A leading shipbroker remarked to a recent conference panel session that for more shipowners to commit to LNG as fuel required much more support from the energy majors whose cargoes they might carry.
In fact, the majors have already come out in support of LNG as fuel; it forms a major plank of their energy transition strategies with strong messages around lower emissions.
But perhaps the real reason why shipowners are hesitating before jumping into ordering LNG fuelled vessels has less to do with methane slip and more to do with the vast expense and complexity of implementation that LNG as fuel represents.
For the major owners, money may not be a problem, but many LNG as fuel projects have struggled for commercial viability without subsidies; its availability is intermittent and quality varies by region, with little or no price fungibility.
The costs of constructing an LNG fuelled ship are considerably higher than the next most commercially-efficient alternative and while some yards would be happy to get the work, there are limits to which ones could build such complex tonnage in any volume. Others have decided that the additional requirements means tying up berth space when there is still plenty of conventional tonnage to be built.
At another recent industry event, a consultant with experience of working with building low and zero carbon ships pointed out that adoption of LNG as fuel is still challenged by safety risks and cost issues.
Fuelling a large LNG powered ship is more akin to lightering than bunkering, given the volumes required, while ordering a 50,000dwt LNG-fuelled MR tanker could put $9m on the order price and would still require exhaust after treatment for NOx emission compliance.
Not surprising then that some banks are hesitating too. At least one institution currently outside the Poseidon Principles remarked recently that environmental sustainability needs to go hand in hand with financial and economic sustainability, creating a big question mark on alternative fuels.
For the oil majors or shipowners to sink billions into LNG as fuel would be a colossal risk, which is why so far, though there are planned investments in the fuel for larger tonnage, the numbers so far are small.
LNG’s unsuitability as a mass-market transport fuel creates a number of problems for an industry seeking the means to comply with the first IMO carbon intensity reductiontarget in 2030.

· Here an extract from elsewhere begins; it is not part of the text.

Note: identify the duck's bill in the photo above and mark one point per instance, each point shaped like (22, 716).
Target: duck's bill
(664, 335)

The first is that the zero carbon alternatives we hear so much about are, while promising, decades from commercial availability and regulatory approval. The growing attention being paid to hydrogen and ammonia in particular belies the fact that like most alternative fuels, they are derived from fossil fuels, in the case of ammonia, normally as a by-product of Methanol, with any experience as a fuel existing on paper only. This doesn’t mean they won’t eventually take their place in the future fuels mix but for the moment, the industry needs to put the alternatives in context and understand what is possible in the next 10 and 25 years.
Investors and asset owners in shipping are traditionally driven by ROI but in the near future they will be driven by environmental performance too. This combination makes LNG a very short ‘bridge’ fuel for SOx, CO 2 , NOx and PM, as methane slip negates all such gains.
The truth is that the industry can’t afford to sit and wait for a zero carbon fuel but neither does it have to incur the risk and expense of building LNG-powered tonnage.
Because shipping needs an interim fuel with a pathway to full sustainability it would make more sense for those oil majors and tanker owners to look at Methanol.
For compliance with 2020 as well as a pathway fuel for 2030, Methanol provides a safe, cost efficient and regulated alternative, with no SOx or PM emissions, very low CO 2 emissions during combustion and NOx Tier III compliance without an expensive SCR.
As we move into the 2020s, more renewable Methanol will become available, meaning that owners can progressively reduce their carbon footprint at reasonable cost, without the need for technical or operational measures such as speed reduction or lower installed power.
It has been said that the shipping industry will wait a long time for a liquid fuel that it can use to replace fuel oil, but for the moment, that alternative is already within reach.